Ingredients
- 2 tsp olive oil
- 1/3 c finely chopped shallots or onion
- 1 c cherry tomatoes, halved
- 3 c baby spinach, approximately 3 big handfuls
- 1/4 tsp granulated garlic
- Kosher salt and fresh ground black pepper to tastes
- 6 eggs
- 3 egg whites
- 1 1/2 tsp Italian seasoning (basil, oregano, rosemary, thyme)
- 2 tbsp milk
- 1/2 c part skim ricotta cheese
- 3 tbsp shredded parmesan cheese Optional
Instructions
Preheat oven to 425° F and place a rimmed quarter sheet pan in the oven while it's preheating.
In a medium sized skillet, heat the olive oil over medium-high heat.

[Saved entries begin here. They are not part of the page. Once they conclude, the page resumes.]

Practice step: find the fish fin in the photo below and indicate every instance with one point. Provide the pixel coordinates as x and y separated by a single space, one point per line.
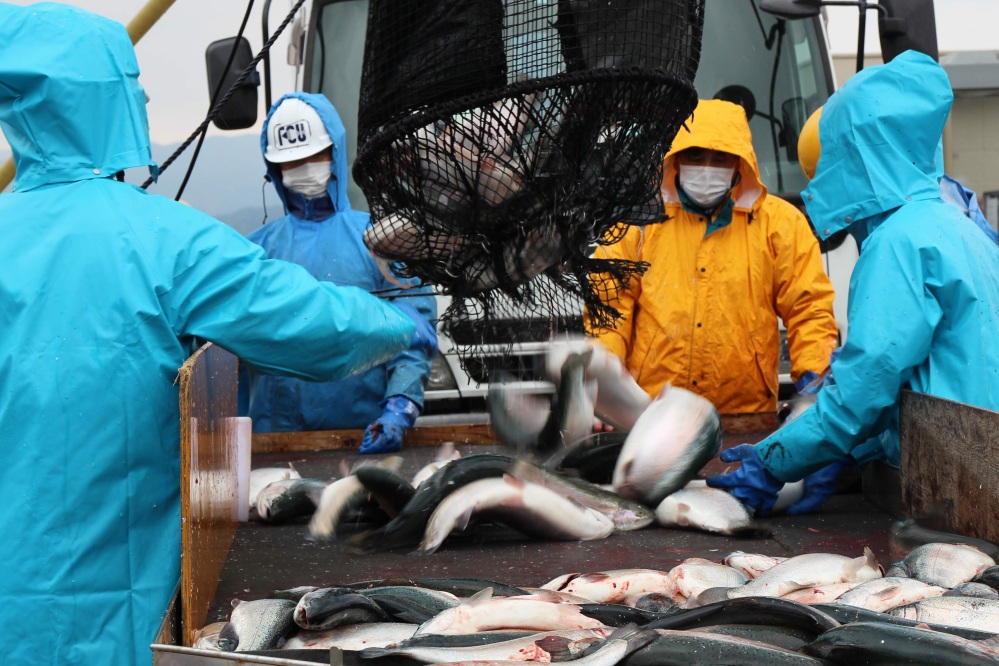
887 592
482 596
462 521
546 595
374 653
664 391
682 509
557 647
560 582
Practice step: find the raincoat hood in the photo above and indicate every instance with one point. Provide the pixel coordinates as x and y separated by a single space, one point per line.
337 187
879 143
717 125
63 107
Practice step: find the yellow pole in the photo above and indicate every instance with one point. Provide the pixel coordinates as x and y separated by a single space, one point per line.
137 27
146 17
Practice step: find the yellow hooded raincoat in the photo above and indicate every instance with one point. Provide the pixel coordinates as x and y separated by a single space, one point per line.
704 316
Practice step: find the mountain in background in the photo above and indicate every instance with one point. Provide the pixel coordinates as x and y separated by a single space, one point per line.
227 181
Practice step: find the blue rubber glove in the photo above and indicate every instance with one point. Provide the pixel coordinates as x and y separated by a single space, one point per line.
806 379
752 484
819 486
385 433
425 338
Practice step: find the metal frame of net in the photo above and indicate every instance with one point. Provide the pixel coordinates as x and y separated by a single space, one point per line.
501 140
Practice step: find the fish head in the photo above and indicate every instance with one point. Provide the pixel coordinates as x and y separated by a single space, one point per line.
228 638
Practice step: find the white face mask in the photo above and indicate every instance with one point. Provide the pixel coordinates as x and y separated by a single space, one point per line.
308 179
707 186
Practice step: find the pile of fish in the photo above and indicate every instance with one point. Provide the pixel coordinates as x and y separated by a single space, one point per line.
940 605
653 480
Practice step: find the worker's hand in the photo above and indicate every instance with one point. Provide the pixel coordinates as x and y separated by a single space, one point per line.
752 484
819 486
385 433
425 338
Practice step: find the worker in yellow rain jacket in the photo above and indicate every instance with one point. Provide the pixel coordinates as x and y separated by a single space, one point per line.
729 260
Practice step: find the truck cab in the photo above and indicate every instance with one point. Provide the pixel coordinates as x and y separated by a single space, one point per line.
770 56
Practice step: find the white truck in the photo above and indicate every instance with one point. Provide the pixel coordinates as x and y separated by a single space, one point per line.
771 56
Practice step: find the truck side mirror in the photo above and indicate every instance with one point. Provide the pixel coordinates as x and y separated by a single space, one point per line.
907 24
240 111
793 116
791 9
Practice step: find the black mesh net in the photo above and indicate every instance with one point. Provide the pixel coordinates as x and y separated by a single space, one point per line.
500 140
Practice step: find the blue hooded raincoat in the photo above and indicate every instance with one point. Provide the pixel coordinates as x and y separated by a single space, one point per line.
324 235
924 294
103 288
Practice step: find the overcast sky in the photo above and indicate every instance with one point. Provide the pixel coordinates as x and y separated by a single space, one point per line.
171 55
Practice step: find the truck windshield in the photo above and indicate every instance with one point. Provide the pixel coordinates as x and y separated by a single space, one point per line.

Add in the shallots and sauté for a minute, then add in the spinach, cherry tomatoes, granulated garlic and season with salt and pepper. Sauté another 2-3 minutes or until the spinach is wilted. Remove from the heat.
In a medium sized bowl whisk together the eggs, egg whites, Italian seasoning, milk and ricotta until combined.
Remove the hot sheet pan from the oven and spray with cooking spray. Pour the egg mixture into the sheet pan, then evenly disperse the spinach-tomato mixture on top. Top with shredded Parmesan cheese if desired, then bake for 10-12 minutes or until the frittata is set.